Мы ходим по двору, заглядываем в клетухи.

Я иду в конюшню. Не слышно лошадиного храпа. Из конюшни несет навозом и еще чем‑ то, до тошноты неприятным.

Я растворяю ворота конюшни и в то же мгновение отступаю назад: я вижу смерть – в полутьме над кормушками сизо тускнеют бесстыдные тела. «Да здравствует коммунизм! » – написано на знамени. Оно свешивается с перекладины на увядшие головы. А поверх этих бедных миткалевых слов дегтем выведено: «До скорого свиданья! – Зеленый Кречет».

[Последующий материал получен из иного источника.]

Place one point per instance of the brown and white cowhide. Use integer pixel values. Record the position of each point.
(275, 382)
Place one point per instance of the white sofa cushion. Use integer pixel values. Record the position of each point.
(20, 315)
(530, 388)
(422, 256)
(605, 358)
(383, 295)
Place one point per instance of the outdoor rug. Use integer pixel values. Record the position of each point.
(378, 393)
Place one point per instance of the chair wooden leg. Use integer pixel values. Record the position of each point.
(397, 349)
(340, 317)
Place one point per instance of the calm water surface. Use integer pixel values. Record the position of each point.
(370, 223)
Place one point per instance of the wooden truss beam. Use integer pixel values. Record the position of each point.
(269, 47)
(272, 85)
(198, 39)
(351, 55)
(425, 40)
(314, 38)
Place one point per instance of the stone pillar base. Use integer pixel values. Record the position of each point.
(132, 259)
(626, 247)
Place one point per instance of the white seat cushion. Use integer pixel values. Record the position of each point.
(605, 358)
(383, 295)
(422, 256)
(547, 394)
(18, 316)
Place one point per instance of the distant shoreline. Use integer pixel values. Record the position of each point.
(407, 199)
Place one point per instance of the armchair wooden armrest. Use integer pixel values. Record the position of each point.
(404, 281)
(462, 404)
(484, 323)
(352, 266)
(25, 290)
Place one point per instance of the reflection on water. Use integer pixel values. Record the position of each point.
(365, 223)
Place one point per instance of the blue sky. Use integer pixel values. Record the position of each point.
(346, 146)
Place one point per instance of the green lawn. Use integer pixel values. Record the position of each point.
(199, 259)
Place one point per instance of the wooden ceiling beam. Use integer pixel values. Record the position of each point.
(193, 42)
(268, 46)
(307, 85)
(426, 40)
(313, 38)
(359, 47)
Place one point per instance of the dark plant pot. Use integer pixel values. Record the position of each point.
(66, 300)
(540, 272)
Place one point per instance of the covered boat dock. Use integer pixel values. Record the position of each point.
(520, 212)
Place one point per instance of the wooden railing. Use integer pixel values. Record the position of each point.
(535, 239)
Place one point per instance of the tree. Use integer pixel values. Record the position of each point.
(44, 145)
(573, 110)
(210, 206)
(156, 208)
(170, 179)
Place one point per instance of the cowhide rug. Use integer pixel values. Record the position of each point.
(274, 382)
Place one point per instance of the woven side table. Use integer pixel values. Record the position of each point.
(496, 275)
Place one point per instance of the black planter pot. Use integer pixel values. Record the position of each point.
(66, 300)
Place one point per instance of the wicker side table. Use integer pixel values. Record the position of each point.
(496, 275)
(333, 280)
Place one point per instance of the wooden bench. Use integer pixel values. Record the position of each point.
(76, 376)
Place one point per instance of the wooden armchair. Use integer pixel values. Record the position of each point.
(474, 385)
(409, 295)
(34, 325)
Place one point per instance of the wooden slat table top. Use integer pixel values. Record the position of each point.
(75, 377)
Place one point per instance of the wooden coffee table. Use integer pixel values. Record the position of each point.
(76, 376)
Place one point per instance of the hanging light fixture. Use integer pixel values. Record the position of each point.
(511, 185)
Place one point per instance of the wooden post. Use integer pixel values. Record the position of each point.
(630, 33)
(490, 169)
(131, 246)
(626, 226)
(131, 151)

Я хочу пересчитать количество тел, но глаза мои считают буквы на знамени «Зеленый Кречет».

Так значит, он и сюда добрался?

Оттого ли, что я слишком резко открыл ворота и тем самым произвел движение воздуха, или по какой другой причине – тела, висевшие неподвижно, качнулись, а одно из них повернулось ко мне лицом и уставилось на меня открытыми глазами, полными довременного хаоса…

– Дядя Миша! Кондратенко! – бегу я к своему спутнику.

Меня раздражает то, что чекист так улыбчиво и соображающе поводит глазами. Чего тут соображать?

– Кондратенко, ты посмотри, посмотри!

Я сажусь на плуг. Потные руки мои холодеют.

Дядя Миша, придерживая кобур, направляется к конюшне.

Но не успевает он сделать и трех шагов, как в дощатом нужнике раздается скрип, затем чуть‑ чуть приоткрывается дверь, а через минуту оттуда выскакивает взлохмаченный человек, рябоватый и почерневший, как те…

Босые ноги его путаются в рваных и грязных штанах.

Человек приближается к Кондратенко зловеще‑ боязливой походкой. Он искоса посматривает на наши наганы и на опасную грушу, висящую на поясе у Кондратенки.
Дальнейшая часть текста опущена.